マクロ経済的には、この間、景気は回復し、インフレ率が低い水準を続ける中で完全失業率は改善を続けている。格差問題に関する指摘はあるが、統計的に計測される格差の水準は、完全失業率が改善する中でむしろ低下しており、格差問題といわれる現象は、むしろ1990年代からの長期不況期の名残りであったとみなすことができる。にもかかわらず、上述のような選挙結果がもたらされたという事実は、国民は、自らの利己心に基づき合理的に政党を選択しているわけではない(例えば、マスコミによって形成される時々のムードに流されているだけである)ことを意味するのだろうか。

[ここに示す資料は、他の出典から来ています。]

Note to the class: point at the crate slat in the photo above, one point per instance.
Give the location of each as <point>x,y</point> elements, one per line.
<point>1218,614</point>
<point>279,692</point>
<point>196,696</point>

この点について、仮説的な回答を与えるのは、二大政党化において、政党はイデオロギー的により中立的となることで得票最大化を図ることができるというダウンズの理論であろう。この中位投票者定理は次のように説明される。左翼政党と右翼政党が存在し、そのいずれも政権を望んでいるとする。このとき、左翼(右翼)政党は、その綱領をイデオロギー的により中位に近づけることで、得票を拡大することができる。なぜなら、もともと左翼(右翼)的な人は、仮に政党がそのような行動をとったとしても、相対的に自身の見解に近い綱領をもつ左翼(右翼)政党に投票するであろうからである。
小泉政権下の自民党は、明らかに都市型政党を意識している。公共事業を増やさず、地方経済は景気回復の恩恵を十分に受けることがない中で、大都市圏を中心に経済は成長を続けた。それは、経済政策運営としては、必ずしも間違いとはいえない。しかしながら、企業収益の高まりに比して賃金上昇率は低く、その結果が、消費がその間も停滞を続けたことに現れている。
一方、民主党では2006年に小沢一郎氏が代表に就任し、それまでの党の路線を変更し、生活や地方を重視する姿勢を明らかにしている。このような、より「中流」の国民階層の支持を重要視する民主党の姿勢が、2007年の選挙での大きな変化をもたらしたのではないかと考えることができる。
自民党は、自らが考える「普通のひと」がどのようなものであるかをしっかりと見据え、その層の利害を重要視する姿勢を示すことによって、この数ヶ月以内に見込まれる衆議院選挙に臨むことが必要である。その際には、突然変異的に変化するのではなく、従来から支持を受けている層との位置関係も見据えつつ、それを試みることが重要であろう。